Their comedy show, "Versus vs. Versus," begins with Shenoah Allen and Mark Chavez perched on chairs and running through an absurdist news report and commentary; just when you feel you've got your sketch comedy bearings, they veer off into a new, absurd bit, like the one about the chess-playing bat. Oddly enough, it took us about five minutes to realize that they are called the Pajama Men at least in part because they both wear pajamas (tops and bottoms, so it's almost formal) throughout the show. Or maybe those happy hour (5-8 p.m.) margaritas at Cha Cha are stronger than we thought.
"Versus vs.
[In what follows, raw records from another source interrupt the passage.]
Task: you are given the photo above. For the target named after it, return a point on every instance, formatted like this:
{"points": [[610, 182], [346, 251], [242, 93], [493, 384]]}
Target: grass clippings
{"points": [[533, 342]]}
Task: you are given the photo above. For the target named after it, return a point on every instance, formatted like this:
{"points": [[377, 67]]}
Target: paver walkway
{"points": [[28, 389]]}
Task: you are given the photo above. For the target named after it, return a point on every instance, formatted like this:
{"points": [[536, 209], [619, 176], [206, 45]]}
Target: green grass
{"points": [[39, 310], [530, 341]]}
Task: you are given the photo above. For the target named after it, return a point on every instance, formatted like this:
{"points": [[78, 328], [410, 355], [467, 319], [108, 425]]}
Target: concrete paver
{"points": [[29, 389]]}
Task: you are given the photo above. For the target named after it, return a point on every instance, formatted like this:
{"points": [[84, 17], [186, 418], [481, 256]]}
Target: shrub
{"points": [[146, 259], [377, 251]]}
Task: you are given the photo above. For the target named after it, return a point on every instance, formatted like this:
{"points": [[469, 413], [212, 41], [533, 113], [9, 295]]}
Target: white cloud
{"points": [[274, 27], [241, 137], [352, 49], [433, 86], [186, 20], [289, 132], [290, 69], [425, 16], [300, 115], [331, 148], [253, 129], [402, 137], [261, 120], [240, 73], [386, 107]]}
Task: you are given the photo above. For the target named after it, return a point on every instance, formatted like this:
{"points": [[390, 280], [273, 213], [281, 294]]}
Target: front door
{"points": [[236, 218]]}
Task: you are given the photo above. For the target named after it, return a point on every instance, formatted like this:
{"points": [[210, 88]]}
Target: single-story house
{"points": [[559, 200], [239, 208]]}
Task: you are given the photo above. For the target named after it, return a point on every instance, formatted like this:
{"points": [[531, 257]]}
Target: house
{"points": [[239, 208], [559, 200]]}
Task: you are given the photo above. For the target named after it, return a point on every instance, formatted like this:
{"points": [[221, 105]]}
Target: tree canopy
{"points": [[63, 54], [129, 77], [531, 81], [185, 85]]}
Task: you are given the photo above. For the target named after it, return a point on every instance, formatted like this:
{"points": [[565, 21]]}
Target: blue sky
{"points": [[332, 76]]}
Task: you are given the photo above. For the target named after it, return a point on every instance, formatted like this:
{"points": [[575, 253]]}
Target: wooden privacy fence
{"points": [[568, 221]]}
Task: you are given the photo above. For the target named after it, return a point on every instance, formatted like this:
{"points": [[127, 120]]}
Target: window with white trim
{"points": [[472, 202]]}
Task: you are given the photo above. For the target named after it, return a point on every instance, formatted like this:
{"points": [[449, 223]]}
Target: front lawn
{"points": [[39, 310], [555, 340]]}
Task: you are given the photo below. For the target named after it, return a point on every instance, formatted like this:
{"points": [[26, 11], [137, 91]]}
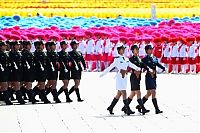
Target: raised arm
{"points": [[115, 62], [133, 66]]}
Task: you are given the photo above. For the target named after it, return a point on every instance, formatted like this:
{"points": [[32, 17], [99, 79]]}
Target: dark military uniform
{"points": [[4, 66], [150, 78], [16, 66], [77, 60], [52, 65], [64, 60], [135, 78], [40, 66], [28, 66]]}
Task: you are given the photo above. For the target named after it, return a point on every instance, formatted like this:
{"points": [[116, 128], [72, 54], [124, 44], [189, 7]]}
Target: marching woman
{"points": [[192, 54], [41, 69], [28, 70], [16, 70], [165, 59], [98, 51], [135, 79], [122, 64], [65, 63], [78, 65], [4, 73], [141, 49], [183, 55], [174, 55], [89, 50], [52, 75], [107, 50], [150, 78]]}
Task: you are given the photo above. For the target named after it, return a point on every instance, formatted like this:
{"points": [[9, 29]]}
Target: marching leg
{"points": [[78, 95], [71, 90], [113, 103], [128, 110], [19, 97], [55, 96], [67, 95], [154, 100], [60, 91], [144, 110], [144, 99], [6, 98], [43, 96], [31, 96], [129, 101]]}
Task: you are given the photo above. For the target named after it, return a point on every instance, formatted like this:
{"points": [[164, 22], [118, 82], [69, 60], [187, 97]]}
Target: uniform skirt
{"points": [[121, 83], [150, 82], [198, 59], [174, 60], [52, 75], [64, 75], [41, 76], [135, 83], [107, 57], [28, 75], [183, 60], [89, 57], [98, 57], [165, 60], [76, 74], [16, 75], [4, 76], [193, 60]]}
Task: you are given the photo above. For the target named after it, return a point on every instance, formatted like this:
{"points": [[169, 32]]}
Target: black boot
{"points": [[47, 90], [1, 96], [144, 99], [142, 106], [11, 93], [19, 97], [6, 98], [128, 110], [67, 96], [61, 91], [55, 95], [35, 91], [71, 90], [113, 103], [78, 95], [31, 97], [43, 96], [154, 100], [23, 91], [124, 108]]}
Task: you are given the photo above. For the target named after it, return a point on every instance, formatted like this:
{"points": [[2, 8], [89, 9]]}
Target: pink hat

Versus," produced by Infinity Live, is hosted at the Annex Theatre (through December 20, tickets $12/$18), just kitty-corner to the Cha Cha, which is why we mention the margaritas--but there's also a bar at Annex, just so you know. It's cozy.
You don't need to drink to enjoy the Pajama Men, of course. We're just saying. They're a very funny duo and they have awards and have played at Dublin's Samuel Beckett Theatre, which if you're honest is more than most of you have done.
While it's an odd show--the Benny-Hill-fast-motion sequence of a killer jumping rope with someone's intestines comes to mind--the humor is distinctly, nerdily, warm-hearted. Part cut-up post-modern narrative and part improv sketch, "Versus vs. Versus" does turn out to tell a story, though you probably wouldn't complain if it didn't; Allen and Chavez have a preternatural grasp of sketch pacing: sometimes the ideas skim off into others via free association, sometimes they develop into "no-net" routines, like the love song serenade of the audience member. The hour flies by, the skids greased by the giddiness of improv.
Stretchy-faced Allen plays a horse, Igor-ish servant, tween-ish girl, sexually impulsive wife, and "the man down there." And a European-ish researcher of what's gross. Chavez produces a wide-eyed befuddlement as an everyday dad on the run, and twitchy romantic overtures from nerd-teen-in-love Dan, who gives his survival knife to crushes. After seven years of working together, the two happily needle each other over slips of the tongue; if at times they're having more fun with that than the audience, they're never less than generous with their good-natured goofiness.